How to Build Serverless Generative AI App Using Amazon Bedrock, API Gateway, Lambda, S3 and Postman

The easiest way to build and scale generative AI applications with foundation models!!

Naman Gupta

6 min readJan 2, 2024

🤔 Why to use Amazon Bedrock to build generative AI applications?

AWS Bedrock has achieved HIPAA eligibility and GDPR compliance. Basically, this means is your data or content is not used to improve the base models and is not shared with the third party model providers. So with AWS Bedrock your data is always encrypted in transit and at rest.
Amazon Bedrock supports foundation models from industry-leading providers. For example: Cohere, Anthropic, Meta, etc. Therefore we can choose the model which is best suited for our use-case.

📚What are foundation models?

Foundation models are large and pre-trained deep learning neural networks. Basically these models are trained on massive amounts of unstructured and diverse data.
The key idea behind foundation models is to pre-train a model on a diverse dataset, exposing it to a wide range of language patterns, concepts, and styles. Once the model is trained then we can fine-tune that model for the specific tasks or applications, such as language translation, summarization, question-answering, image generation, etc.

🎯Problem Statement

Let’s say you have a meeting and due to some reason you were not able to attend the meeting. So after the meeting someone sent you the meeting transcript or the meeting notes and you just don’t have a time to read those notes or a transcript. So at this point all you want is to know what the meeting was all about in a clear and concise manner.

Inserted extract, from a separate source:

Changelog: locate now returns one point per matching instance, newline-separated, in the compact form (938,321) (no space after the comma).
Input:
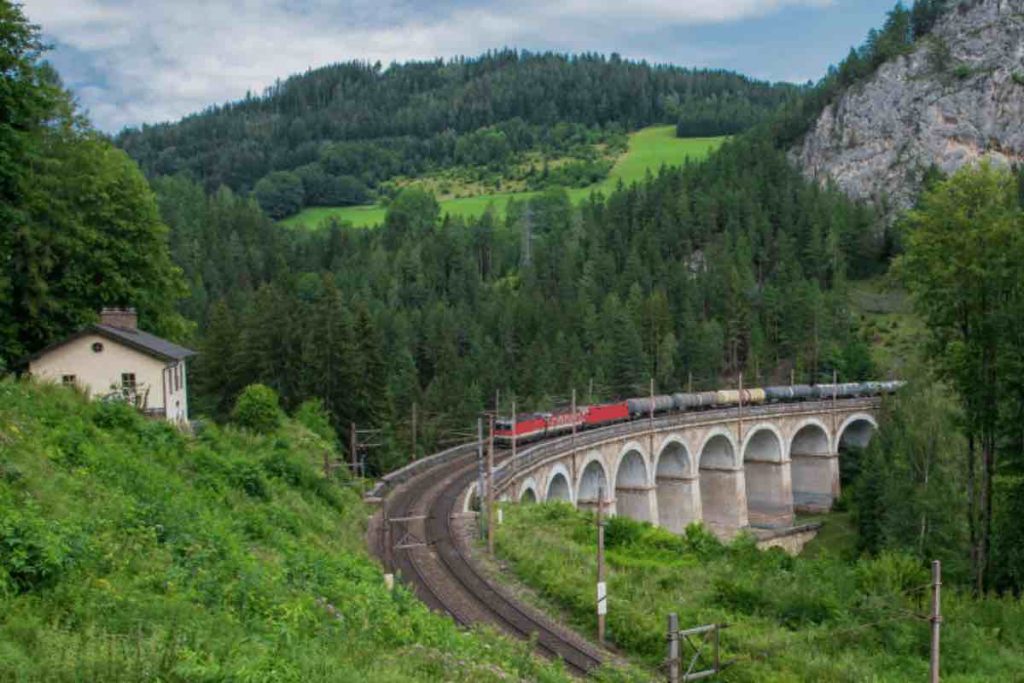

Basically this is a text summarization problem.

🌍In this article you will going to learn

How to call Amazon Bedrock API via the lambda function.
How to integrate lambda function with API Gateway.
How to Store output to the S3 bucket.
How to call API Gateway endpoint using Postman.

✅️Prerequisites

To implement the solution provided in this article, you should have an AWS account, must be able to get access to the Anthropic’s Claude model and familiarity with Python, AWS and LLM concepts.

Solution Implementation:

Download the data and code from my Github repository.

Solution Architecture

We will going to build this serverless architecture

Initial Setup

Request model access to “Anthropic’s Claude” foundation model.
(Note: To use Bedrock, you must request access to Bedrock’s FMs and all the models are not present in all the aws regions. So to implement the below solution, please select ‘us-east-1’ as your aws region for the bedrock service and then request access).

Create the lambda function

Now go to “General configuration” and change the default timeout value to 4 minutes, because we need sometime for the model to generate its responses.

Now go to ‘Permissions’ and attach ‘AdministratorAccess’ policy to the execution role (from production point of view attaching administrator access policy is not a good practice, but here we are keeping things simple).

Now go to API Gateway Service and choose “HTTP API” as a API Type
(just give the api name and then click on review and create, no custom config needed).

Now, create the new ‘post’ route.

Now, go to the route details and attach the above created lambda function by clicking on ‘Attach integration’ button.

Now, create the new stage called ‘dev’ and then deploy the changes to that ‘dev’ stage.

So by now, your Lambda function should have attached with your API Gateway. To verify this, go back to your lambda function and you should see API Gateway in function overview diagram.
(Note: Copy the API endpoint url and save it, as later on we will be invoking this url via the Postman)

Create a new S3 bucket, and change the name of the S3 bucket in the “lambda_handler” function with your S3 bucket name.

Now, paste below code in the lambda function.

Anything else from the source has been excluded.